Concept
MANIFESTO DELL'ARTE NEORUPESTRE
Manifesto of Neo Cave Art
by Andrea Benetti
Since the dawn of humanity, well before the invention of written language, Man felt the need to communicate, to leave some trace of his passage through this world. This he accomplished through painting.
Early Man had to deal with the sun, the earth, the waters and the sky every day… had to find a way to find his place in the balance of Nature. And even when Nature was unthreatening, he was in awe of Her, treating Her with the respect due a Deity, in full awareness of his own human limitations. Contemporary Man has denied those limits and trampled that respect, placing himself at the center of the universe and giving his own selfish needs absolute priority. In doing so, he has stupidly destroyed the enchantment and desecrated the sanctity of Life and Nature.

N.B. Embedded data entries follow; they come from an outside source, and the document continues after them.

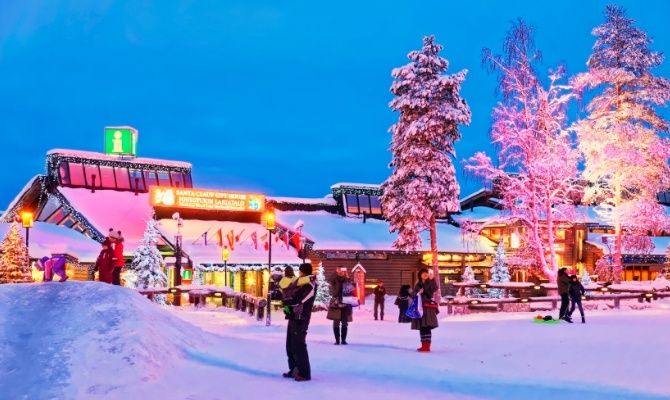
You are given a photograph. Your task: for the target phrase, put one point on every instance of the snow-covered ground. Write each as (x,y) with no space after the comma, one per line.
(86,340)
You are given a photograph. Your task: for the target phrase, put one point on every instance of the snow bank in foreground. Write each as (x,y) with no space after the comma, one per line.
(84,339)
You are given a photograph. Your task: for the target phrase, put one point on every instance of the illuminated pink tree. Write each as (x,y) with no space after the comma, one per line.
(423,186)
(625,159)
(537,163)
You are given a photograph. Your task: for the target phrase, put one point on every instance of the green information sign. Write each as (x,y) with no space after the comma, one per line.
(121,140)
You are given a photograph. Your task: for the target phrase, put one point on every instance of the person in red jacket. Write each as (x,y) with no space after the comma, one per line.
(105,262)
(119,261)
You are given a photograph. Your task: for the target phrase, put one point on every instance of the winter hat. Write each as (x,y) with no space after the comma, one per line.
(306,268)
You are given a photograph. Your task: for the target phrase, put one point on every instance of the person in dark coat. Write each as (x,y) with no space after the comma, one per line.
(105,262)
(380,294)
(563,282)
(402,301)
(301,302)
(340,313)
(425,289)
(119,261)
(576,292)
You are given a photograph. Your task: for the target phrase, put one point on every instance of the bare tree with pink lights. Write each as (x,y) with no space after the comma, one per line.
(625,158)
(537,163)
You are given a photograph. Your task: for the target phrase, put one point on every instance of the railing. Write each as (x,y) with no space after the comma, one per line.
(533,293)
(254,306)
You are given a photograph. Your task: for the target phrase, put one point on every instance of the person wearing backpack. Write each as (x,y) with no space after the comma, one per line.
(576,291)
(425,289)
(402,301)
(338,311)
(299,297)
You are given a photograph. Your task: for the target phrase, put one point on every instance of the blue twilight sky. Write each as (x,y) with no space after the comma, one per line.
(283,97)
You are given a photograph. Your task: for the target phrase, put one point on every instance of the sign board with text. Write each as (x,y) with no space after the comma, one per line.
(203,199)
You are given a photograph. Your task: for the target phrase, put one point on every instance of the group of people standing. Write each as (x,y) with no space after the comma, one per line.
(298,295)
(110,260)
(571,292)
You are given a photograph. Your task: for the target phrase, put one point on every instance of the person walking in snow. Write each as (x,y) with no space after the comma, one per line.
(119,261)
(338,311)
(563,282)
(402,301)
(380,296)
(300,302)
(425,289)
(105,262)
(576,291)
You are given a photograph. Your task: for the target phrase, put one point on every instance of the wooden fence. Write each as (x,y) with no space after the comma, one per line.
(254,306)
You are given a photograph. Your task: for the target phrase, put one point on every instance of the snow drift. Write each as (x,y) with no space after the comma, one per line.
(85,339)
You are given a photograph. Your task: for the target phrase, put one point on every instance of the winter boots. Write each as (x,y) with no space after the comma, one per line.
(425,346)
(336,331)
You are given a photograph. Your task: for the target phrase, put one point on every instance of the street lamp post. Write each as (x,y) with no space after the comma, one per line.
(27,221)
(270,223)
(225,254)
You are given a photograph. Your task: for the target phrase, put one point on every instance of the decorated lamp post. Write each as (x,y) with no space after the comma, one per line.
(225,254)
(270,223)
(27,221)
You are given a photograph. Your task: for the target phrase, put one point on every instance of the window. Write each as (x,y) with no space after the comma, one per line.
(375,205)
(364,203)
(92,175)
(64,173)
(136,181)
(177,179)
(352,203)
(122,179)
(107,177)
(150,178)
(77,175)
(163,178)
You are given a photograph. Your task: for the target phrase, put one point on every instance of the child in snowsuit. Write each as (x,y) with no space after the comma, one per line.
(402,301)
(576,292)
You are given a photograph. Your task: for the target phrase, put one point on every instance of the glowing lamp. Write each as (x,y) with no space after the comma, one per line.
(269,220)
(27,219)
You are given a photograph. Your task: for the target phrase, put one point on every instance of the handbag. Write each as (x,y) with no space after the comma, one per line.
(414,311)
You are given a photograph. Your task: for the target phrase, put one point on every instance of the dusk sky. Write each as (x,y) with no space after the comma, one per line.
(281,97)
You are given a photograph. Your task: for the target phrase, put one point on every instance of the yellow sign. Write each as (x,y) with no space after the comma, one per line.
(206,199)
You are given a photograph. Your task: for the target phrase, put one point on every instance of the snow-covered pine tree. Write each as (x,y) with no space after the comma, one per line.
(146,266)
(322,299)
(14,257)
(422,185)
(625,159)
(469,277)
(499,271)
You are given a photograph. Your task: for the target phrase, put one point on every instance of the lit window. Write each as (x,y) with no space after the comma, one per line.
(136,181)
(92,175)
(375,205)
(122,179)
(352,203)
(107,176)
(77,175)
(64,173)
(150,178)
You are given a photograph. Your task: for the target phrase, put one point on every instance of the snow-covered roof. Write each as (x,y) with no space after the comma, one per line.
(661,243)
(356,185)
(244,252)
(304,200)
(47,239)
(477,214)
(104,209)
(335,232)
(18,196)
(100,156)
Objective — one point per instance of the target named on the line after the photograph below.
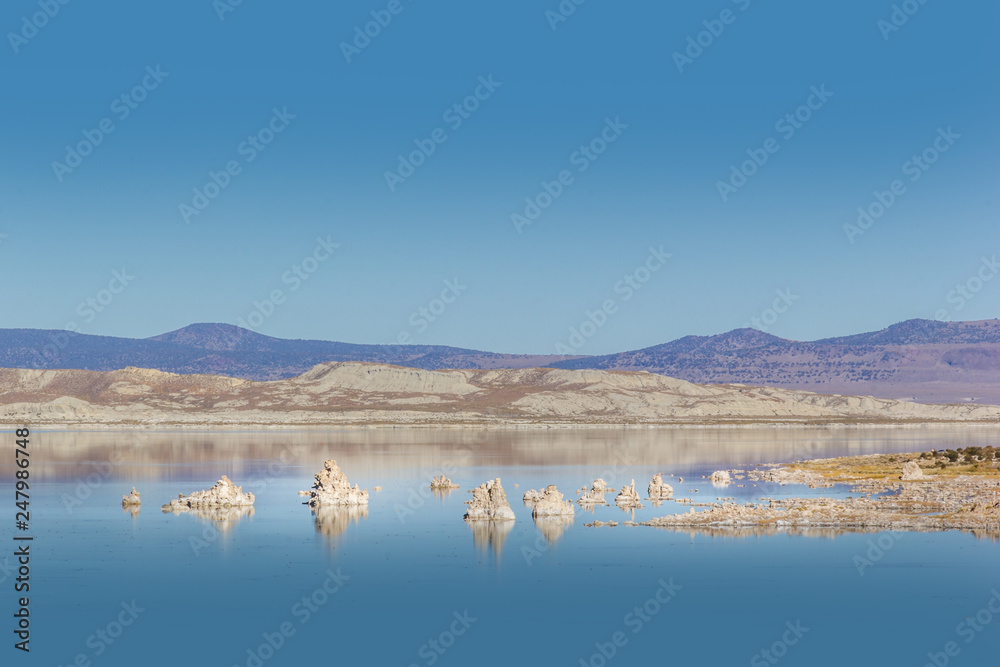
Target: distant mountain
(224, 349)
(358, 393)
(924, 360)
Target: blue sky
(327, 131)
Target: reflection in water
(552, 527)
(371, 453)
(225, 517)
(333, 520)
(490, 535)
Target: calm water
(408, 582)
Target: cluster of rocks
(911, 471)
(224, 494)
(489, 503)
(595, 495)
(962, 502)
(132, 500)
(721, 477)
(549, 502)
(332, 488)
(440, 483)
(658, 489)
(628, 497)
(787, 476)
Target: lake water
(408, 582)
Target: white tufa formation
(332, 488)
(131, 499)
(595, 496)
(442, 482)
(550, 503)
(628, 497)
(489, 503)
(223, 494)
(911, 471)
(660, 490)
(721, 477)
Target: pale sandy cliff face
(360, 393)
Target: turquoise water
(410, 583)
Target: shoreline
(913, 492)
(251, 427)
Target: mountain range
(921, 360)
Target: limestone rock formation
(551, 503)
(332, 488)
(721, 477)
(660, 490)
(442, 482)
(223, 494)
(911, 471)
(595, 496)
(532, 496)
(489, 503)
(628, 497)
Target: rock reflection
(490, 535)
(442, 493)
(553, 527)
(333, 520)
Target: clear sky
(631, 125)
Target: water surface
(407, 582)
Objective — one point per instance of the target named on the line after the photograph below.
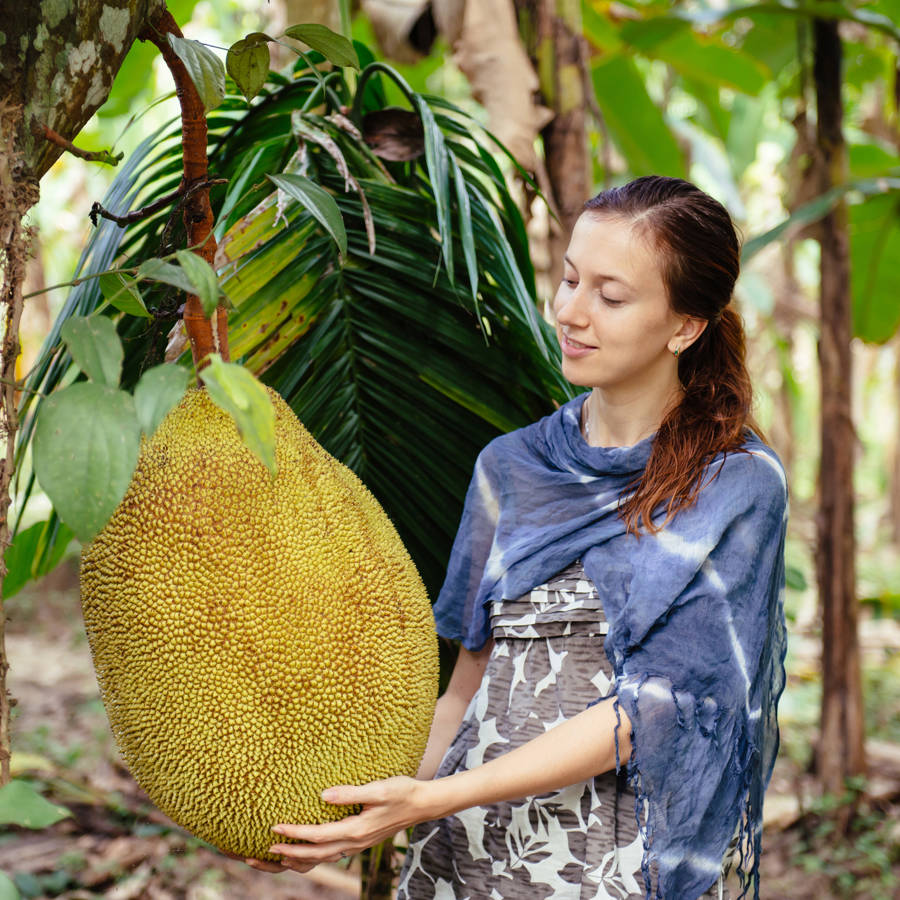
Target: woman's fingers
(317, 834)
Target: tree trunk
(551, 31)
(894, 505)
(57, 64)
(841, 751)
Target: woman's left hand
(388, 806)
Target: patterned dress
(578, 843)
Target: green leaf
(121, 292)
(8, 889)
(815, 209)
(21, 804)
(204, 67)
(334, 47)
(247, 62)
(318, 201)
(35, 552)
(95, 347)
(203, 278)
(465, 227)
(438, 173)
(158, 270)
(158, 391)
(875, 276)
(233, 389)
(794, 578)
(634, 122)
(86, 445)
(707, 60)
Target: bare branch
(136, 215)
(104, 156)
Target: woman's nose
(568, 306)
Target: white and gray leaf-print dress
(578, 843)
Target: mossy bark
(58, 59)
(841, 752)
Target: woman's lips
(573, 348)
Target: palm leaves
(404, 361)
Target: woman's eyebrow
(599, 275)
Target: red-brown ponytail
(700, 260)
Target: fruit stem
(205, 335)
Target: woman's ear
(691, 329)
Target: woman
(616, 586)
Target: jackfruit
(256, 640)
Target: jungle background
(584, 94)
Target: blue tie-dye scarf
(696, 636)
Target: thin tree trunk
(894, 510)
(841, 751)
(17, 195)
(551, 33)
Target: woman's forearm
(576, 750)
(448, 714)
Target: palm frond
(404, 362)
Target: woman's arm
(448, 714)
(451, 707)
(573, 751)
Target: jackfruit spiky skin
(255, 640)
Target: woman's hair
(699, 262)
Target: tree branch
(136, 215)
(104, 156)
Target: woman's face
(614, 323)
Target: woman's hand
(389, 806)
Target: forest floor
(117, 845)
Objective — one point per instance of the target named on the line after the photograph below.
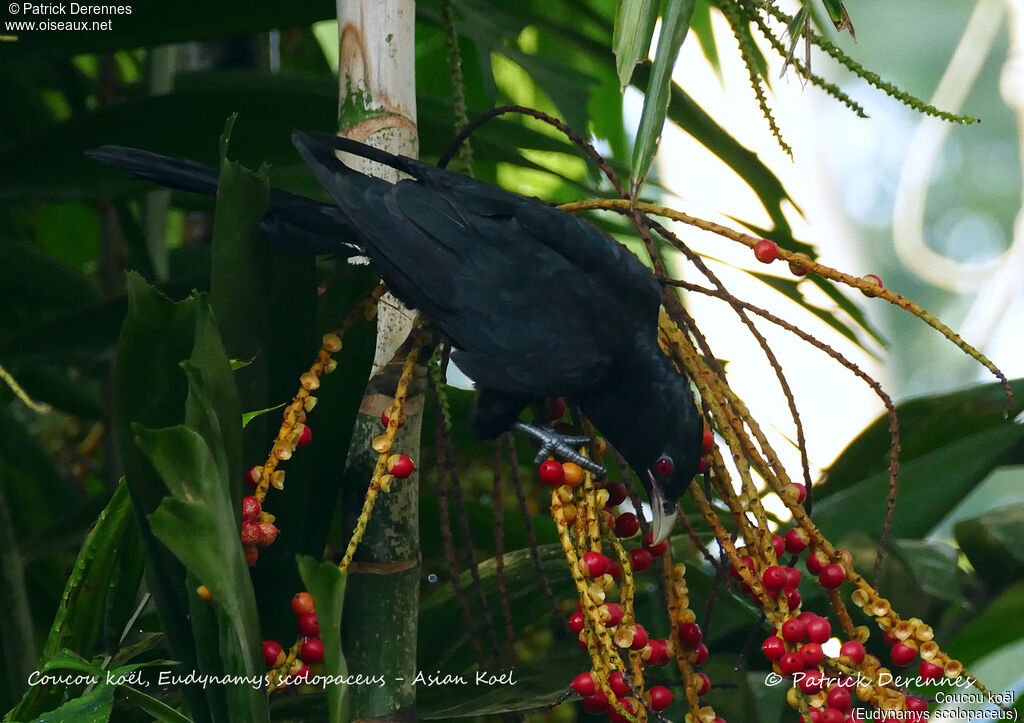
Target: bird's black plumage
(538, 302)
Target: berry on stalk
(765, 251)
(312, 650)
(308, 625)
(660, 697)
(302, 603)
(832, 576)
(595, 563)
(272, 653)
(551, 472)
(584, 684)
(640, 560)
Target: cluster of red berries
(311, 649)
(258, 528)
(767, 251)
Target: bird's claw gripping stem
(562, 447)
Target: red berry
(765, 251)
(250, 534)
(619, 686)
(640, 560)
(584, 684)
(556, 408)
(312, 650)
(818, 630)
(266, 534)
(708, 441)
(302, 603)
(812, 681)
(796, 541)
(840, 698)
(690, 634)
(816, 561)
(272, 653)
(830, 715)
(748, 562)
(794, 630)
(660, 697)
(793, 577)
(658, 652)
(614, 614)
(616, 494)
(400, 466)
(627, 524)
(308, 625)
(853, 649)
(903, 653)
(251, 508)
(598, 703)
(577, 623)
(551, 472)
(773, 579)
(773, 647)
(791, 663)
(639, 638)
(595, 563)
(915, 704)
(385, 420)
(812, 654)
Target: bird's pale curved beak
(664, 517)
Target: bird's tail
(292, 221)
(172, 172)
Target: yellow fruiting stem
(380, 469)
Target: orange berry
(573, 474)
(302, 603)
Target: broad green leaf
(675, 24)
(198, 524)
(80, 613)
(991, 543)
(634, 27)
(161, 712)
(250, 416)
(157, 335)
(327, 584)
(94, 707)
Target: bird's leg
(560, 445)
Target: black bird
(538, 302)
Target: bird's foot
(561, 447)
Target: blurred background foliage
(168, 77)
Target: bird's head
(667, 477)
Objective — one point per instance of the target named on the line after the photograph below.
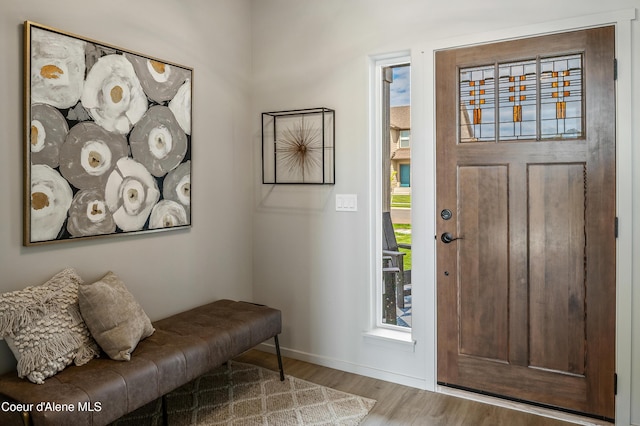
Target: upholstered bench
(183, 347)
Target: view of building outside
(400, 176)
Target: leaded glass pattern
(561, 97)
(536, 99)
(477, 104)
(517, 84)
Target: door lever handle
(447, 238)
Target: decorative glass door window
(528, 100)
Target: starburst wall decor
(298, 146)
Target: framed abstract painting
(107, 140)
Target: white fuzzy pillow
(44, 329)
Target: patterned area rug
(243, 394)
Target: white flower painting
(108, 140)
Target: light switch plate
(346, 202)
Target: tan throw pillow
(44, 329)
(113, 316)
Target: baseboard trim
(375, 373)
(522, 406)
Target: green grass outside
(404, 238)
(401, 201)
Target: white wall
(170, 271)
(314, 262)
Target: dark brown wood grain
(526, 300)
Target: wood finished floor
(402, 405)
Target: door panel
(526, 294)
(557, 253)
(484, 284)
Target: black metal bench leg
(165, 412)
(275, 338)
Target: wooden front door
(526, 227)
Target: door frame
(422, 107)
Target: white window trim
(407, 139)
(377, 329)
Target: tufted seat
(183, 347)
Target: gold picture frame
(107, 140)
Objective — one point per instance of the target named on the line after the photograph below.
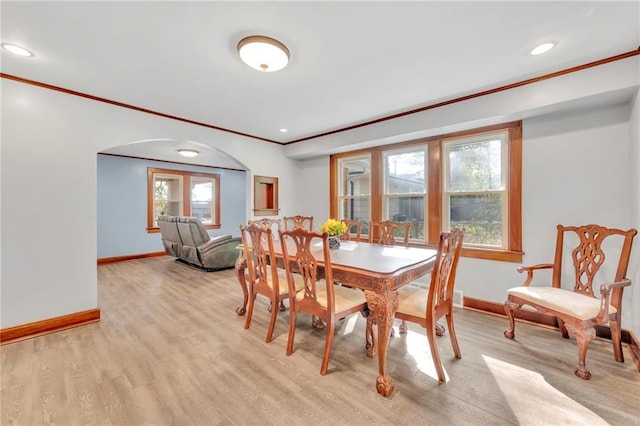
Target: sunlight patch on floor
(418, 348)
(350, 324)
(534, 401)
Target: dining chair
(352, 225)
(318, 297)
(384, 232)
(292, 222)
(426, 306)
(597, 254)
(273, 224)
(264, 276)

So let’s take a step backward.
Let’s start over, with the proper respect for Nature and for human life as our point of departure. Art needs to begin afresh from its earliest form: cave painting.
We need to go back to the dawn of Man and his primeval art to reconstruct the world: a new world in which respect for Nature and human dignity are finally at the heart of the will of Man. Only in this way will we reaffirm the sacredness of Life which we have sacrificed in favor of an empty, short-sighted lifestyle, one which has been leading us to our own destruction. We need to re-create the necessary conditions to be able to envelop the world in love and peace.
Let’s begin with cave paintings, with which primitive man, being far wiser than we are, decorated his rocky walls to gain favor with the supernatural forces.
This is what Art can do.
We must rediscover within ourselves that primordial, uncontaminated essence, free of the preconceptions which condition modern Man: conditions imposed by a global consumption-driven society that is spurring us on to become unstoppable producers and insatiable consumers of an endless stream of goods.
We need to rebalance the relationship between Man and Environment, between production and consumption.
We need to seek the purity of our inner child who has yet to discover the world but instead still interprets it through his imagination, observing it with wonder and curiosity.
We need to live as if the present moment were eternal, regarding the past with a critical, but constructively critical eye. We must cease seeing our lives as merely utilitarian, where every action can be likened to a chess move, aimed at conquering the board.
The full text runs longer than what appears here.